Their disastrous first months as newlyweds, however, wear on Yasmin. A woman of her talents, sacrificing her agency in the name of power, realises that the passenger seat of a car whose engine is off has no power at all. 

At the start of the fourth season, she is somewhat of a shepherd who slowly becomes a restless puppeteer. By the morning after Henry’s birthday, Yasmin has put enough balls in motion to secure him a position as CEO of Tender, and an episode later, a title and office for herself too. 

She also engineers a sexual encounter between her husband and executive assistant Hayley, alongside Hayley’s promotion, seeing her as an ally. Hayley thanks her and also indicates that this is the first of many favours Yasmin will do her. Although higher up in the food chain, Yasmin is still dealing in the currency that has bankrupted her before. 

Harper, on the other hand, brings a strap-on to a knife fight, with the launch of a short-focused hedge fund with her old mentor, Eric. She translates her gifts as a trader and hunger for risk into betting on the failure of businesses, the prime target of which is the company where Yasmin and her husband are investors and executives. “Short-only work is anti-status-quo, anti-establishment, anti-power,” Eric warns her. But we know how Harper responds to warnings: “What part of that is meant to be a problem for us?” 

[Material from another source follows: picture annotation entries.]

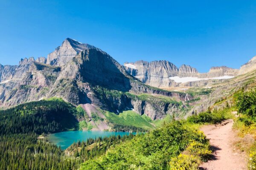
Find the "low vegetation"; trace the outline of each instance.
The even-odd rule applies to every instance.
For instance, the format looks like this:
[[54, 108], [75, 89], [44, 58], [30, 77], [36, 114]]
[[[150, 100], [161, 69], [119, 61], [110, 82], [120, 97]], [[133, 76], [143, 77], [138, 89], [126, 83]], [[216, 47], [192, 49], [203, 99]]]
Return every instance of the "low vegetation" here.
[[[197, 148], [195, 153], [190, 152], [193, 147]], [[86, 161], [80, 169], [177, 169], [188, 166], [172, 163], [172, 159], [183, 152], [187, 153], [189, 156], [185, 159], [188, 162], [191, 156], [200, 162], [210, 154], [208, 141], [202, 132], [188, 127], [183, 121], [174, 121], [111, 147], [104, 156]]]
[[[256, 138], [256, 91], [255, 90], [244, 92], [241, 91], [234, 95], [236, 106], [240, 113], [234, 127], [239, 130], [239, 135], [245, 137], [252, 136], [255, 141]], [[240, 142], [236, 144], [240, 149], [244, 150], [249, 155], [248, 169], [256, 169], [256, 142]]]
[[106, 111], [104, 112], [104, 114], [107, 119], [115, 125], [116, 127], [116, 125], [122, 125], [123, 127], [129, 126], [140, 128], [141, 130], [144, 129], [147, 130], [154, 128], [154, 126], [150, 123], [150, 118], [145, 115], [141, 116], [132, 110], [124, 111], [118, 115]]

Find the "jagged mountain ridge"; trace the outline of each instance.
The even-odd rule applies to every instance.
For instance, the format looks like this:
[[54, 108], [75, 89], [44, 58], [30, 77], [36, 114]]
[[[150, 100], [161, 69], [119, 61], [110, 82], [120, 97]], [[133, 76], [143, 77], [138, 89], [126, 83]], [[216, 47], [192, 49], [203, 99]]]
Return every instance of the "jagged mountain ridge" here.
[[[125, 93], [144, 93], [181, 102], [188, 94], [146, 85], [105, 52], [74, 41], [66, 39], [47, 59], [25, 58], [18, 65], [10, 66], [12, 68], [7, 72], [3, 71], [8, 66], [1, 66], [0, 106], [13, 106], [55, 96], [76, 105], [88, 104], [116, 113], [133, 108], [153, 120], [186, 107], [185, 104], [166, 103], [155, 97], [142, 100], [136, 95], [129, 96]], [[79, 47], [84, 48], [79, 48], [82, 51], [79, 51], [74, 49]]]
[[140, 60], [126, 62], [124, 65], [128, 73], [143, 82], [160, 88], [206, 85], [215, 82], [212, 79], [218, 79], [216, 77], [231, 78], [239, 73], [238, 69], [226, 66], [213, 67], [208, 73], [200, 73], [189, 65], [183, 65], [178, 68], [166, 60], [151, 62]]

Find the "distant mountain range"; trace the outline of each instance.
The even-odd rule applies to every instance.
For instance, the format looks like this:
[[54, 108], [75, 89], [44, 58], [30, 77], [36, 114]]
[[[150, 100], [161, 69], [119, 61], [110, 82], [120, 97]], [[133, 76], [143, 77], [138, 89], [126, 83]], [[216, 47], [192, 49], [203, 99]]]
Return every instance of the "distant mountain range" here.
[[[81, 105], [89, 117], [92, 112], [102, 117], [96, 111], [99, 109], [117, 114], [133, 110], [152, 120], [173, 114], [184, 116], [209, 106], [206, 96], [211, 92], [209, 85], [253, 71], [256, 62], [254, 57], [239, 70], [215, 67], [207, 73], [189, 65], [178, 68], [167, 61], [122, 65], [99, 48], [67, 38], [47, 58], [25, 58], [18, 65], [0, 65], [0, 107], [57, 97]], [[200, 87], [200, 92], [181, 87]]]
[[125, 62], [128, 72], [143, 83], [158, 88], [194, 87], [210, 85], [217, 82], [244, 74], [256, 69], [256, 57], [241, 66], [240, 69], [225, 66], [212, 67], [206, 73], [198, 73], [189, 65], [182, 65], [178, 68], [166, 60], [148, 62], [140, 60]]

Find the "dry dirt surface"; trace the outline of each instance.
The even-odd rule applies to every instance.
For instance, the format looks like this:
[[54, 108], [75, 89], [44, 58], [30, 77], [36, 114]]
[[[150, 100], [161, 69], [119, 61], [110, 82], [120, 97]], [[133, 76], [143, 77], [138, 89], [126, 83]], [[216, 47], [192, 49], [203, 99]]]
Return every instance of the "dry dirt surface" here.
[[209, 125], [201, 128], [209, 139], [212, 159], [203, 163], [201, 170], [247, 170], [246, 157], [243, 153], [235, 152], [233, 144], [238, 139], [232, 130], [234, 122], [227, 120], [221, 124]]

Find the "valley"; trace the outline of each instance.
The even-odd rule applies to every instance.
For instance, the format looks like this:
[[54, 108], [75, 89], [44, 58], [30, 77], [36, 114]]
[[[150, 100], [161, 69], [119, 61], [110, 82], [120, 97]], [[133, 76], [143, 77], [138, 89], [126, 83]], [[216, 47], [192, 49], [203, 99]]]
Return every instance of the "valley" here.
[[206, 73], [166, 61], [122, 65], [67, 38], [47, 58], [1, 65], [0, 167], [198, 169], [214, 151], [200, 128], [244, 123], [231, 113], [256, 86], [255, 60]]

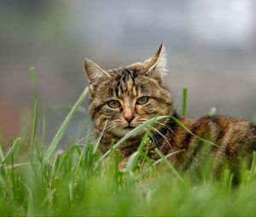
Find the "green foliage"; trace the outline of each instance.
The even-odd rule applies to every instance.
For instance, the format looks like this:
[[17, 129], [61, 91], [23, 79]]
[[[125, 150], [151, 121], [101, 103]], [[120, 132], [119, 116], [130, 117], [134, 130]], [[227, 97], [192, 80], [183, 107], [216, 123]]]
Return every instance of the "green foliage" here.
[[[0, 216], [256, 214], [255, 153], [250, 169], [241, 171], [241, 181], [236, 185], [232, 184], [233, 174], [228, 168], [223, 169], [218, 179], [212, 179], [208, 157], [202, 160], [196, 181], [193, 175], [179, 173], [166, 160], [177, 151], [164, 156], [155, 149], [160, 159], [152, 162], [148, 158], [150, 127], [154, 121], [166, 117], [153, 118], [133, 129], [103, 156], [98, 150], [99, 141], [91, 143], [89, 135], [87, 140], [78, 144], [69, 142], [56, 151], [87, 93], [86, 89], [47, 150], [44, 148], [47, 146], [42, 145], [44, 140], [36, 135], [37, 103], [30, 143], [17, 138], [10, 141], [6, 153], [0, 148]], [[186, 128], [178, 120], [172, 120]], [[145, 136], [121, 168], [122, 159], [116, 148], [141, 128], [148, 128]], [[206, 147], [214, 146], [207, 139], [199, 141]], [[26, 161], [22, 157], [20, 162], [19, 147], [26, 143]]]

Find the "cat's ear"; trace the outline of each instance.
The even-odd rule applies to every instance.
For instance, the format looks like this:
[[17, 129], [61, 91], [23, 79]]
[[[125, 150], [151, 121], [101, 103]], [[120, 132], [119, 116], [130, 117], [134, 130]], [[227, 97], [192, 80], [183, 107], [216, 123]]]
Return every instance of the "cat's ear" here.
[[146, 75], [152, 77], [159, 82], [163, 82], [163, 75], [167, 71], [166, 58], [164, 44], [161, 43], [157, 51], [144, 61], [146, 66]]
[[110, 77], [110, 75], [98, 65], [88, 59], [84, 60], [84, 70], [90, 84], [97, 83], [104, 77]]

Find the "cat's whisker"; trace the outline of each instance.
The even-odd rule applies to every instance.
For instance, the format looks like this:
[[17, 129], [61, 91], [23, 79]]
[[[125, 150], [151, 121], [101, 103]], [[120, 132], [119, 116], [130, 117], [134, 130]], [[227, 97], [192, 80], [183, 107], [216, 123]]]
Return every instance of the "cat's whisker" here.
[[163, 134], [161, 132], [160, 132], [157, 128], [151, 127], [151, 128], [157, 134], [159, 134], [165, 140], [166, 142], [168, 144], [168, 146], [172, 148], [172, 146], [170, 144], [170, 142], [168, 141], [168, 140], [166, 139], [166, 137], [165, 135], [163, 135]]

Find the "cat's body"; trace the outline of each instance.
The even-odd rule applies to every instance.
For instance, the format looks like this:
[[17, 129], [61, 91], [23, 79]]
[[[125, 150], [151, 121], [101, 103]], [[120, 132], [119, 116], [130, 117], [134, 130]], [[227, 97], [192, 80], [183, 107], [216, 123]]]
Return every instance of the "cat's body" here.
[[[180, 120], [193, 134], [173, 120], [164, 118], [153, 125], [149, 135], [152, 150], [158, 147], [165, 155], [183, 150], [169, 157], [177, 167], [186, 169], [192, 162], [200, 163], [198, 137], [214, 143], [208, 145], [217, 167], [224, 162], [235, 166], [241, 157], [251, 159], [256, 148], [254, 123], [224, 116], [190, 120], [176, 113], [172, 94], [163, 81], [166, 68], [162, 45], [149, 59], [125, 67], [104, 71], [87, 59], [84, 66], [90, 84], [90, 112], [97, 135], [105, 126], [100, 146], [102, 152], [110, 148], [112, 139], [119, 140], [155, 116], [170, 116]], [[139, 131], [119, 147], [124, 157], [137, 150], [144, 133]], [[152, 159], [159, 158], [150, 150], [148, 155]]]

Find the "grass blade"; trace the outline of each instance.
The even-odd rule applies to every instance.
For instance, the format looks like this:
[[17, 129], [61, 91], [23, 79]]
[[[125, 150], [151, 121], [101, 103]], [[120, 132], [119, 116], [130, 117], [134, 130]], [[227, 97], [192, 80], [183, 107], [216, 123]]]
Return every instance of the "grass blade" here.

The professional reunion of Harper and Eric feels exciting because of how volatile it is. His superiority—as a higher-ranked professional and mentor—looms over her, especially when her attempts to change the culture, short-lived as they might be, or push him aside, don’t actually threaten his position. But the thing about Harper and Eric is that they will always go back to each other, because at the end of the day only they can match each other’s freak. Their shared perspective about being too valuable, regardless of qualification or temperament, has lost them everything in their personal lives. All they have is this, and their conviction that there is no one like them. 

They are the embodiment of the toxic boss cycle—striking just the right balance of praise and punishment, of encouragement and abandonment, setting a foundation that entices the employee with all they can achieve, only if they do it their boss’s way. Exceptionalism is crucial, forcing you to push the line and test what they will let only you get away with, because these bosses don’t play by the rules either. They have their own rules, and they make you want your own rules too.

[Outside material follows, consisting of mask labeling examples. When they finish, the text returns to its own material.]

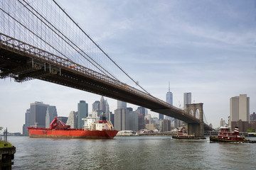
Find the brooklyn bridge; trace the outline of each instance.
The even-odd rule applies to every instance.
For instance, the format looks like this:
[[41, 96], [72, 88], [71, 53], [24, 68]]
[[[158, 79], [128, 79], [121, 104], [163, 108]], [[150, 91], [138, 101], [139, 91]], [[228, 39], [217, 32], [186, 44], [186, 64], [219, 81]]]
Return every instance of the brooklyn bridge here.
[[1, 79], [37, 79], [135, 104], [186, 122], [197, 136], [211, 130], [203, 103], [184, 110], [151, 95], [55, 1], [3, 0], [0, 12]]

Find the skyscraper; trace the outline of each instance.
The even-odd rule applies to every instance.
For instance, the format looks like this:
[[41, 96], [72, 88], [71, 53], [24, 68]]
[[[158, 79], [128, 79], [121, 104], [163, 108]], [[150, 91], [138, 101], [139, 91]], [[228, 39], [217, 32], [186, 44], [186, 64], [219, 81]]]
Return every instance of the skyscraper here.
[[26, 120], [25, 120], [25, 134], [28, 133], [28, 128], [29, 127], [30, 123], [30, 108], [26, 110], [25, 113]]
[[169, 83], [169, 91], [166, 94], [166, 103], [173, 106], [173, 94], [170, 91], [170, 83]]
[[184, 93], [184, 110], [186, 104], [191, 104], [191, 93]]
[[78, 128], [82, 128], [84, 123], [82, 118], [86, 118], [88, 116], [88, 104], [85, 101], [80, 101], [78, 103]]
[[[173, 94], [170, 91], [170, 82], [169, 82], [169, 91], [166, 94], [166, 103], [173, 106]], [[163, 119], [164, 119], [164, 118], [163, 118]], [[166, 119], [170, 120], [171, 123], [173, 120], [173, 118], [171, 117], [167, 116], [167, 115], [166, 115]]]
[[130, 111], [129, 114], [129, 130], [133, 131], [138, 131], [138, 112]]
[[27, 128], [29, 127], [30, 125], [30, 108], [27, 109], [25, 113], [25, 124], [23, 126], [22, 134], [25, 135], [28, 133]]
[[127, 108], [127, 103], [124, 101], [117, 101], [117, 108]]
[[230, 121], [250, 121], [250, 98], [246, 94], [230, 98]]
[[129, 112], [126, 108], [114, 110], [114, 127], [117, 130], [129, 130]]
[[106, 104], [106, 103], [104, 100], [104, 98], [103, 98], [103, 96], [102, 96], [100, 98], [100, 110], [105, 111], [105, 107], [106, 107], [105, 104]]
[[46, 128], [46, 110], [48, 106], [49, 105], [38, 101], [31, 103], [29, 126], [33, 126], [37, 123], [37, 127]]
[[50, 128], [50, 124], [55, 117], [58, 117], [56, 106], [49, 106], [46, 110], [46, 128]]
[[99, 101], [95, 101], [92, 103], [92, 112], [100, 110], [100, 103]]
[[117, 101], [117, 109], [114, 110], [114, 127], [117, 130], [127, 130], [129, 129], [129, 110], [127, 103]]
[[66, 125], [70, 125], [70, 128], [78, 128], [78, 112], [70, 111]]

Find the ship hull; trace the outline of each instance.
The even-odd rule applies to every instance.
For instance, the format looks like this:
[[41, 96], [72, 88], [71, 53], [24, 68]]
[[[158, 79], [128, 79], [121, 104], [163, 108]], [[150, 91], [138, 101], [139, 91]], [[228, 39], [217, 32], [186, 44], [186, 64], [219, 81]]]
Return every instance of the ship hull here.
[[117, 130], [47, 130], [28, 129], [29, 137], [34, 138], [78, 138], [111, 139], [116, 136]]
[[243, 143], [256, 143], [256, 140], [228, 140], [228, 139], [220, 139], [215, 136], [210, 136], [210, 141], [219, 142], [243, 142]]
[[177, 135], [173, 135], [172, 138], [177, 140], [206, 140], [206, 139], [204, 137], [188, 137], [188, 136], [177, 136]]

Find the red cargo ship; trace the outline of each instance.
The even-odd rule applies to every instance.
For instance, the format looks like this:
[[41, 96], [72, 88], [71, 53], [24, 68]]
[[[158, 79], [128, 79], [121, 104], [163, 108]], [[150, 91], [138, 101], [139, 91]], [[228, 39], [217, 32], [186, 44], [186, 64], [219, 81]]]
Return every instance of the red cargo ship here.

Harper tries to break the cycle in season one, ousting Eric, but reporting to her new superior, Daria, shows her that she isn’t interested in a culture change. What she did like, however, was having the upper hand with her boss. It was a taste of what could be. When it comes time for Harper to be the boss, this root toxin brings her right back to Eric, propagating the loop of toxic leadership, no matter how miserable it might be. Can you fix a culture problem if you’ve become the bad bacteria?

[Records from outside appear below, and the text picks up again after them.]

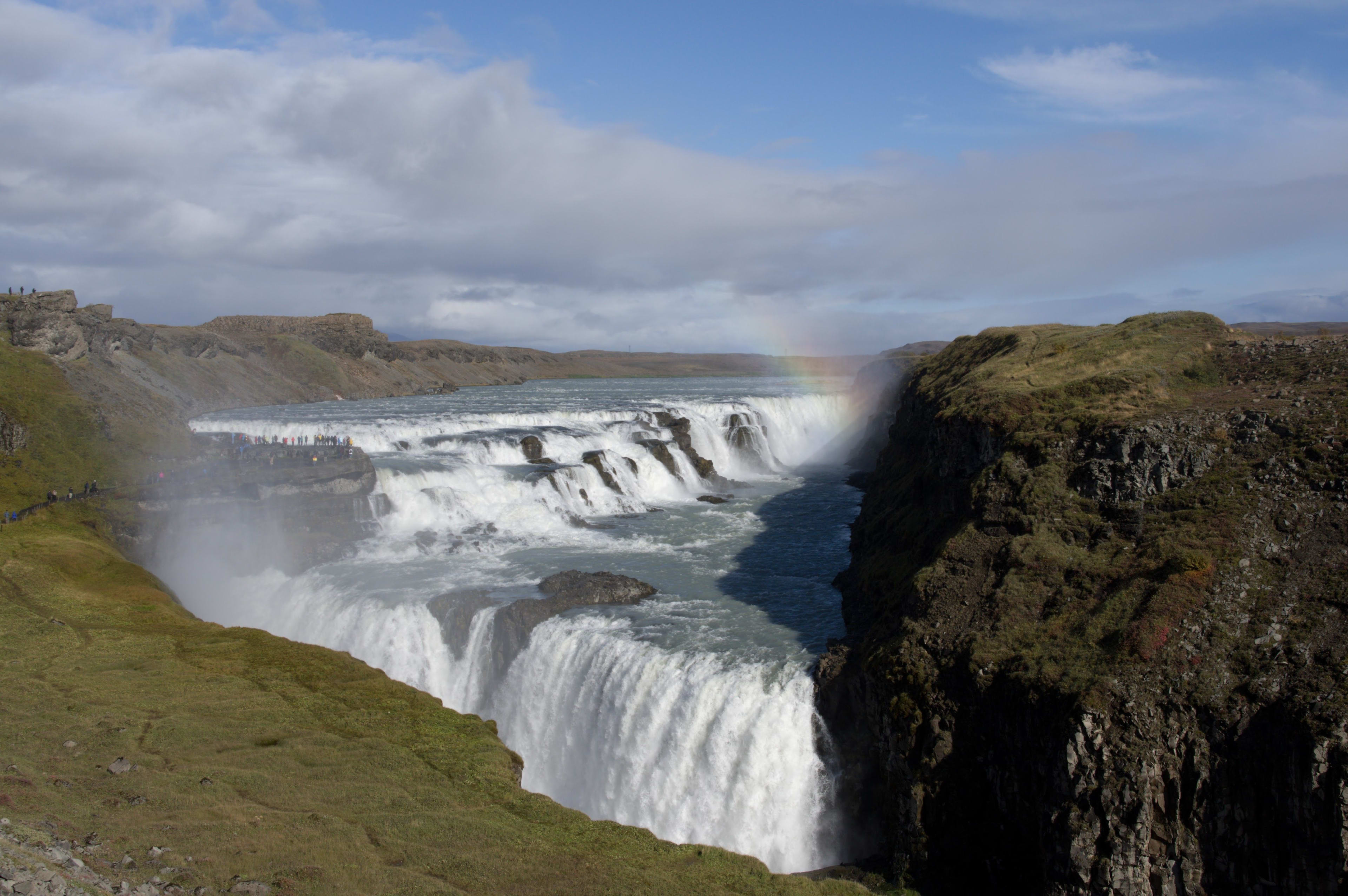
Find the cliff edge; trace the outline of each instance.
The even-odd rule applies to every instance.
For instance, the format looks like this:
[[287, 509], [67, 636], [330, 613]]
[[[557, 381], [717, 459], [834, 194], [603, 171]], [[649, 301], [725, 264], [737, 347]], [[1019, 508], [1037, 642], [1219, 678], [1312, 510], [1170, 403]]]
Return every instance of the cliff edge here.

The new season is less optimistic and more watchable than ever. At its core, Industry isn’t a show about money or asset management—it’s porn. Not simply because of its long, vivid sex scenes, but because of the voyeuristic itch it scratches. It isn’t idealistic, it certainly isn’t romantic. It does the far more depraved job of depicting the guttural, the ugly, and the real. We are voyeurs to a loss of innocence traded for single-minded self-fulfilment, chasing (dopamine) highs they know will pass and choosing wrong even when they know better. 

Industry streams Monday mornings at 7:35 am if you’re watching on JioHotstar. Unfortunately for anyone who I have to work with, I will be.